For Q1 2026, Regal Rexnord guided to:

  • Modestly lower revenue versus Q4, reflecting seasonality and continued HVAC destocking in PES
  • Enterprise adjusted EBITDA margin near 21%, improving sequentially through the year

For full-year 2026, management maintained guidance:

  • 3% revenue growth, with 1–1.5 points from data center, 1.5 points from price (tariff pass-through)
  • Adjusted EBITDA margin up 50 bps to 22.5%
  • Adjusted EPS of $10.20–$11.00, midpoint up ~10% YoY
  • Free cash flow of $650 million, reflecting working capital investment

Management highlighted several factors that could provide upside:

  • Potential for additional data center orders to ship earlier than expected
  • ISM and macro improvement could drive stronger volume in H2

Takeaways

Regal Rexnord’s Q4 marks a strategic inflection, with secular growth bets in data center and automation translating to tangible backlog and order momentum. Margin expansion is contingent on resolving rare earth and tariff headwinds, while capital allocation remains focused on debt reduction and growth investment.

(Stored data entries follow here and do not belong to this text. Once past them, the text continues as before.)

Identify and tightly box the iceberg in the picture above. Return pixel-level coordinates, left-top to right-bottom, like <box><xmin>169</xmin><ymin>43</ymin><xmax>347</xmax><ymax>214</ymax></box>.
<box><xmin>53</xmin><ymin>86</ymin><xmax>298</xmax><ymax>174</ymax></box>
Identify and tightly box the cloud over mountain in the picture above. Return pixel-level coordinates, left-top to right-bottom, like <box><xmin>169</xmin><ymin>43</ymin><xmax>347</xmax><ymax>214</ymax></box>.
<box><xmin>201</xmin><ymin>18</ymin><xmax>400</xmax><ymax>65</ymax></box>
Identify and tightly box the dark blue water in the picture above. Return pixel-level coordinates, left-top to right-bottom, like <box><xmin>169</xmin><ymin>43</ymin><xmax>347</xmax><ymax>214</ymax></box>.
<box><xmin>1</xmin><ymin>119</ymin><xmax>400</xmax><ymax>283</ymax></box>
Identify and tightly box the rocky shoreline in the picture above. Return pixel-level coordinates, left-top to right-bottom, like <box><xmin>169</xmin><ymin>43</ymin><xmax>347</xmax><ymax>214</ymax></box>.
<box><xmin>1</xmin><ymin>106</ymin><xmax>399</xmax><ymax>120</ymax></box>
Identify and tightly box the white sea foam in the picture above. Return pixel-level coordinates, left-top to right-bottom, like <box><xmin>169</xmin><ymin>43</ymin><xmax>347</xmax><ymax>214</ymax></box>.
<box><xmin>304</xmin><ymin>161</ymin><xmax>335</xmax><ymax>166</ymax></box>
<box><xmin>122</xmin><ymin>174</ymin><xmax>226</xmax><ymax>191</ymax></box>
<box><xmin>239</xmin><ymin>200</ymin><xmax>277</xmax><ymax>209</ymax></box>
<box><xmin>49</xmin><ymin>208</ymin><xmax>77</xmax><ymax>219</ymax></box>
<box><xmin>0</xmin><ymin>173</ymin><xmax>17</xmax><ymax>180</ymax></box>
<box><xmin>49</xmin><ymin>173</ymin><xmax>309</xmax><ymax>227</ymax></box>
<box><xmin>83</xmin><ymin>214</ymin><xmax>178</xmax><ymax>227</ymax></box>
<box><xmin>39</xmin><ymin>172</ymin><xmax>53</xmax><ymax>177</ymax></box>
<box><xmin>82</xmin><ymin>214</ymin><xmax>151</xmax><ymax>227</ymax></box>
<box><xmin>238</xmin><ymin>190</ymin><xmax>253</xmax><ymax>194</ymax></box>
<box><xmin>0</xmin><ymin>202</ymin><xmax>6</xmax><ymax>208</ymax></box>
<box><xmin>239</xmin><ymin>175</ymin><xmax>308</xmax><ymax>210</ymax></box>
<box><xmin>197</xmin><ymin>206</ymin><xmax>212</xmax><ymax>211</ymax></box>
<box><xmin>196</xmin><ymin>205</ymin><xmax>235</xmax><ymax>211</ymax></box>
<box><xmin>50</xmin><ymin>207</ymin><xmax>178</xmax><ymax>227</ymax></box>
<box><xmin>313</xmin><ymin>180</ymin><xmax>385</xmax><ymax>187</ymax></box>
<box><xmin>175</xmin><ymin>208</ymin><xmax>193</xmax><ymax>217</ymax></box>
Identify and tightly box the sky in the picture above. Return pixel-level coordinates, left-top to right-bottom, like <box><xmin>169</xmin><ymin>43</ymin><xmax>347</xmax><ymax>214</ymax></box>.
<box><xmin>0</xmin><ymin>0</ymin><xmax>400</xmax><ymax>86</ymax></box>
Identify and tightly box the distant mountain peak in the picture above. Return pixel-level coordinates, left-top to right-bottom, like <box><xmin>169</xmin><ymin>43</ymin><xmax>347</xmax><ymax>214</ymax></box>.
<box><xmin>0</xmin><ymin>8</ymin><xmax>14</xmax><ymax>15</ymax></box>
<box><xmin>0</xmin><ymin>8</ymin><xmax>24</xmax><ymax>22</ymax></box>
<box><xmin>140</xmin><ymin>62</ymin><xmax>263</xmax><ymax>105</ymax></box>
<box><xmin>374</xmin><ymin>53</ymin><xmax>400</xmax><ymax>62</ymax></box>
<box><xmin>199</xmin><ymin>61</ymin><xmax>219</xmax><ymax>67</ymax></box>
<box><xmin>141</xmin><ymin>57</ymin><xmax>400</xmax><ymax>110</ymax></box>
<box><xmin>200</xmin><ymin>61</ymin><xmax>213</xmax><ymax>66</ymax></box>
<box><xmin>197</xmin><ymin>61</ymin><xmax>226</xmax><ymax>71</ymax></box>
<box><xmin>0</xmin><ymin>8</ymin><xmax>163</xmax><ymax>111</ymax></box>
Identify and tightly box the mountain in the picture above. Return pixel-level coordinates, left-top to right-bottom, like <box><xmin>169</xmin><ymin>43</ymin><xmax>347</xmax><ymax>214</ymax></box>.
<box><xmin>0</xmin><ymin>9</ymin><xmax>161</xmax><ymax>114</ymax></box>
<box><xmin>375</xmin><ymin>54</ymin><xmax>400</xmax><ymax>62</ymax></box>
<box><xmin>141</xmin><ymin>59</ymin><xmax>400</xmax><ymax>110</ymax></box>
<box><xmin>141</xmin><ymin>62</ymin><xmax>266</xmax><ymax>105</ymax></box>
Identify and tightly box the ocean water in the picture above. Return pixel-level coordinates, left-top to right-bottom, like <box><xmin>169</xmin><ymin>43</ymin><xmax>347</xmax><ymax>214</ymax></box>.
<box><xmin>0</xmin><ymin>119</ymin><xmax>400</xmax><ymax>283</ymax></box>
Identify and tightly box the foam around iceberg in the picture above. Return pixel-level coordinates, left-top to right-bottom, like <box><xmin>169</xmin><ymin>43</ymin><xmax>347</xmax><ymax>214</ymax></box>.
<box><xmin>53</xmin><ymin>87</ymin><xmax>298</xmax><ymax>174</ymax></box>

  • EPOD Orders Anchor Growth: The $735 million EPOD win validates Regal Rexnord’s data center strategy and secures multi-year revenue visibility.
  • Margin Leverage Hinges on Execution: Rare earth and tariff mitigation, plus mix improvement in AMC, are critical to achieving Investor Day margin targets.
  • Secular Markets Outperform: Robotics, automation, and eVTOL pipelines are building, but broad-based industrial recovery is not yet embedded in guidance.

Conclusion

Regal Rexnord exits 2025 with a record backlog and a clear path to secular growth, but near-term performance will depend on disciplined execution, backlog conversion, and the timing of macro recovery. The next phase will test the company’s ability to realize margin gains and capitalize on its expanding opportunity funnel.

Industry Read-Through

Regal Rexnord’s data center-driven order surge and secular market outperformance signal a broader shift among industrials toward electrification, automation, and AI infrastructure. Competitors and suppliers exposed to data center, robotics, and next-gen power management should expect heightened competition and capacity investments. Rare earth and tariff headwinds remain a sector-wide issue, underscoring the need for supply chain diversification and cost pass-through discipline. HVAC and traditional industrial end markets remain pressured, with recovery likely lagging secular verticals. Investors should monitor backlog conversion and margin execution as bellwethers for the sector’s next growth phase.